Earlier this week, CTV reporter Mi-Jung Lee was shouted down by an Occupy Vancouver participant who urged viewers to “stop listening to their lies” — and he’s hardly the only one unhappy with media coverage of the protest. The man, who was arrested protesting former U.S. vice president Dick Cheney’s recent Vancouver visit and charged with assault, stood behind Lee as she reported on the Occupy encampment during a live TV broadcast Tuesday night.

“It’s just a lie, whatever she tells you is a lie about what’s going on here,” he yelled. It wasn’t the first tense moment between journalists and protesters. Last Wednesday, as ambulances arrived at the camp to help a woman in medical distress, protesters blocked cameras and accused the media of “spin-doctoring everything that goes on here.”
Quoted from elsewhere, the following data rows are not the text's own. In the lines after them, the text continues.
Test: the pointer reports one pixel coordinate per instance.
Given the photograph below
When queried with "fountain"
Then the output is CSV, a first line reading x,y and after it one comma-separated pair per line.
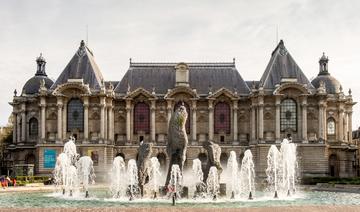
x,y
117,176
233,169
70,172
70,150
288,166
273,169
60,171
154,175
132,174
247,174
175,183
72,179
200,187
85,173
212,183
281,170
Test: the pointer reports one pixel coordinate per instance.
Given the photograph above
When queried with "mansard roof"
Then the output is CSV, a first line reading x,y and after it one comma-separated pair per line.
x,y
33,84
282,67
82,66
202,76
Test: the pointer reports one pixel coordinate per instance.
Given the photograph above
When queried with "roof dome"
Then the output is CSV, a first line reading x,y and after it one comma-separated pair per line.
x,y
33,84
332,85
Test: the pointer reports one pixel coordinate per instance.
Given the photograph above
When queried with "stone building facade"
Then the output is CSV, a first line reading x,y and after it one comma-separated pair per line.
x,y
110,118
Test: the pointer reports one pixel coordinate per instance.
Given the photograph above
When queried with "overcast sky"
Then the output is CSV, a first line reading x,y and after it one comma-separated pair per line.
x,y
174,31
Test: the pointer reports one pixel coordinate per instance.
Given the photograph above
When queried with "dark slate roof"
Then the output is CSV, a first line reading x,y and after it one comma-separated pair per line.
x,y
33,84
82,66
332,85
282,65
250,84
202,76
114,83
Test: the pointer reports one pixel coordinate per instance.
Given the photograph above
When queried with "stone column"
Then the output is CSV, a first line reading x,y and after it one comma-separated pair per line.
x,y
64,114
261,119
59,124
321,120
277,119
324,122
106,122
128,120
253,124
304,120
235,109
86,118
346,127
153,125
211,120
350,127
169,110
18,128
111,122
194,131
15,122
102,119
341,124
23,122
43,118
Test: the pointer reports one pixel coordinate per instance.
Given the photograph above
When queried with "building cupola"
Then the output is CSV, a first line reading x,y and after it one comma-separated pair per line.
x,y
182,74
323,65
33,84
332,85
40,66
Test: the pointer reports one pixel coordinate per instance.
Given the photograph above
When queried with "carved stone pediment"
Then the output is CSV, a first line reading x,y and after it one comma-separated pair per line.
x,y
72,89
294,87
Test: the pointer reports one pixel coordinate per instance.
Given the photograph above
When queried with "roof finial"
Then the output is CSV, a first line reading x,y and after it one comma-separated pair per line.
x,y
82,43
323,65
40,66
128,90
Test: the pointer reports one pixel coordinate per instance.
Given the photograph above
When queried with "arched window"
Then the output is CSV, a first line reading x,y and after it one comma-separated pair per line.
x,y
334,166
33,127
331,126
141,118
75,115
162,160
222,117
288,115
187,124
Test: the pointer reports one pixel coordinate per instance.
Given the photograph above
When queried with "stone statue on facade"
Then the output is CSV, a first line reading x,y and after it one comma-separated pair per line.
x,y
144,164
214,152
177,140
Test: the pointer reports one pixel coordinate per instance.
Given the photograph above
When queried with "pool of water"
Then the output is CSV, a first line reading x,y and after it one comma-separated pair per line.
x,y
101,198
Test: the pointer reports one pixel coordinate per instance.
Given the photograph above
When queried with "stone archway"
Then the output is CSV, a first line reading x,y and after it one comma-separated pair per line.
x,y
204,159
30,159
334,165
121,154
223,159
162,160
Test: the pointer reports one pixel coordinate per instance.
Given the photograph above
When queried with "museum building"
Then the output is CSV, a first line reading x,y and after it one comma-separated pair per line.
x,y
111,118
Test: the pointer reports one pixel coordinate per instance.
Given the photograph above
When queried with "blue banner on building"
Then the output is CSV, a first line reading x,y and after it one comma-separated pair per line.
x,y
49,158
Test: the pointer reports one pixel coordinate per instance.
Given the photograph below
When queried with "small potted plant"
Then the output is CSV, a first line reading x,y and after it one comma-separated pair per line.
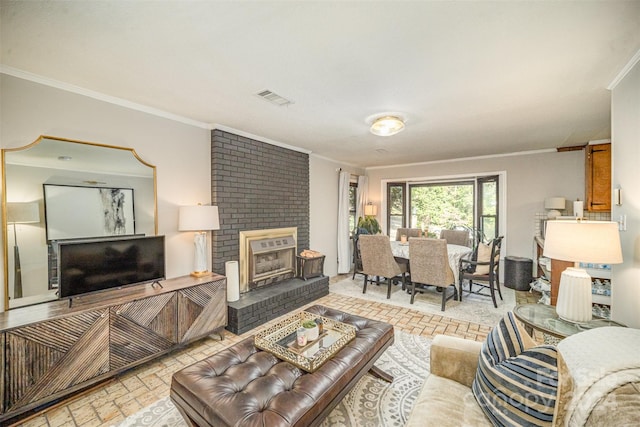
x,y
312,330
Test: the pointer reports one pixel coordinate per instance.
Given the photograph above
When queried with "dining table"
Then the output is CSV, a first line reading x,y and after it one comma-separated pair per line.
x,y
454,253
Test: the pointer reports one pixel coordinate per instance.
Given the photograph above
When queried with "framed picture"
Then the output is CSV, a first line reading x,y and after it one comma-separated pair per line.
x,y
73,212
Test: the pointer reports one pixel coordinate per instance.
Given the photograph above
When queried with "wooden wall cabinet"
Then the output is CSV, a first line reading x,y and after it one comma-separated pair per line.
x,y
52,350
598,178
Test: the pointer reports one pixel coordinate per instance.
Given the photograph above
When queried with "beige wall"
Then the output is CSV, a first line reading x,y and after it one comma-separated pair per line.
x,y
625,137
180,152
529,179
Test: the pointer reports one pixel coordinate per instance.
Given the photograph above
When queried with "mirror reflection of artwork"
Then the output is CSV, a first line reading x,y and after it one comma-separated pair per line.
x,y
114,205
74,212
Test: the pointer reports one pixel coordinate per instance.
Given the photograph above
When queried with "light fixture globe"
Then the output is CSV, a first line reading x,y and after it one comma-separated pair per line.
x,y
386,124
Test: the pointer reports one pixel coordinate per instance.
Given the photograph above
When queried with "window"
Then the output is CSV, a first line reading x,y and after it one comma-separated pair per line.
x,y
395,208
353,197
441,206
467,204
488,207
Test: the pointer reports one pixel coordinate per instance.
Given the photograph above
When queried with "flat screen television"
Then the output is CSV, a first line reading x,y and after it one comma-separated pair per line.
x,y
86,266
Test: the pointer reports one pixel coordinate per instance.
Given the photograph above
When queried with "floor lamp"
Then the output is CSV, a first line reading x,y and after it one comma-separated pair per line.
x,y
580,241
200,219
20,213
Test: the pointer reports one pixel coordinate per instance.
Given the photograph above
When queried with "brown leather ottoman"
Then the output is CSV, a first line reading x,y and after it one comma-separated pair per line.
x,y
245,386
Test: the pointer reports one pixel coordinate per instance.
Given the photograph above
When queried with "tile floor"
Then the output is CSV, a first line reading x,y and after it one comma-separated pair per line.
x,y
112,402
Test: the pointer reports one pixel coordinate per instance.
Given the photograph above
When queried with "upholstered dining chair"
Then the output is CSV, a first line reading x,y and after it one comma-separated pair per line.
x,y
409,232
429,265
483,266
456,237
378,261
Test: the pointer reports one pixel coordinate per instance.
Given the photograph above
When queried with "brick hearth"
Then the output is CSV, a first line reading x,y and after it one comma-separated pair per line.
x,y
257,307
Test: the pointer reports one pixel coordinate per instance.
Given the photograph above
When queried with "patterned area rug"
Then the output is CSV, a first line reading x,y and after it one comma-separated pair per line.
x,y
371,403
473,308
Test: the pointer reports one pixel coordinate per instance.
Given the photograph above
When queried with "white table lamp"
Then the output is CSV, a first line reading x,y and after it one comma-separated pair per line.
x,y
580,241
200,219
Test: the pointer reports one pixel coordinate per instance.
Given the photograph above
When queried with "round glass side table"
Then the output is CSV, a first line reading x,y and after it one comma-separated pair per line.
x,y
545,319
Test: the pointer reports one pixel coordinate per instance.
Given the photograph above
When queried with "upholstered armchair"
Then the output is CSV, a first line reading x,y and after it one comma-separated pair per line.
x,y
409,232
378,261
456,237
429,265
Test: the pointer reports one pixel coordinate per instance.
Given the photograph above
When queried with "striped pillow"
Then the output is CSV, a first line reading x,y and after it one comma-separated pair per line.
x,y
514,386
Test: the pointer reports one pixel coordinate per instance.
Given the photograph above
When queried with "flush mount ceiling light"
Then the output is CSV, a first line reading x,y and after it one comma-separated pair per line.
x,y
386,124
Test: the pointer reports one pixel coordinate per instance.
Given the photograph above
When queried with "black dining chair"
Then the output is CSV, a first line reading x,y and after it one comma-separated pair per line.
x,y
484,267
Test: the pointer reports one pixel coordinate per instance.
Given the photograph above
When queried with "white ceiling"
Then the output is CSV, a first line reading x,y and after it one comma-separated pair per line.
x,y
472,78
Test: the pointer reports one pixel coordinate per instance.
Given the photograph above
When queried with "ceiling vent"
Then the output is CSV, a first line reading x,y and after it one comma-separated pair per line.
x,y
273,98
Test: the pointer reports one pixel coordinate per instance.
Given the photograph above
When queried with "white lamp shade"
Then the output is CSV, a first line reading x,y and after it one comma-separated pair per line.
x,y
583,241
370,210
554,203
198,218
22,213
So whether the media is just incompetent or corrupt, they have been instrumental in undermining public opinion of the movement. This is unfortunate, because as I pointed out earlier today, the problems are germane to a wide swath of the public who would, given the right information, stand in solidarity with the aims (if not the means).

I took the day off on Monday (every time someone says that people need to “Occupy a job” as though that’s something clever’ I want to shake them violently and tell them that some of us are taking time away from careers we are passionate about in order to participate) and went down to help the cleanup effort. Occupy Vancouver had a library, a food pavillion, an info tent, and a wide variety of other services it was providing for free. The essential element that everyone seems to be missing is that the reason the protests are attracting the homeless and jobless is because they don’t exactly have a lot of other options:

With city shelters stretched to capacity, Occupy Vancouver is needed to give many homeless a place to stay, a lawyer for one of the protesters argued in B.C. Supreme Court Wednesday. Urging the court not to grant an injunction ordering the month-old tent city dismantled, Jason Gratl said the protest encampment has become a key refuge for those with nowhere to go at night. About half of those sleeping at the site are homeless, he said. “There are insufficient shelter beds in the city of Vancouver. … They have nowhere else to go.”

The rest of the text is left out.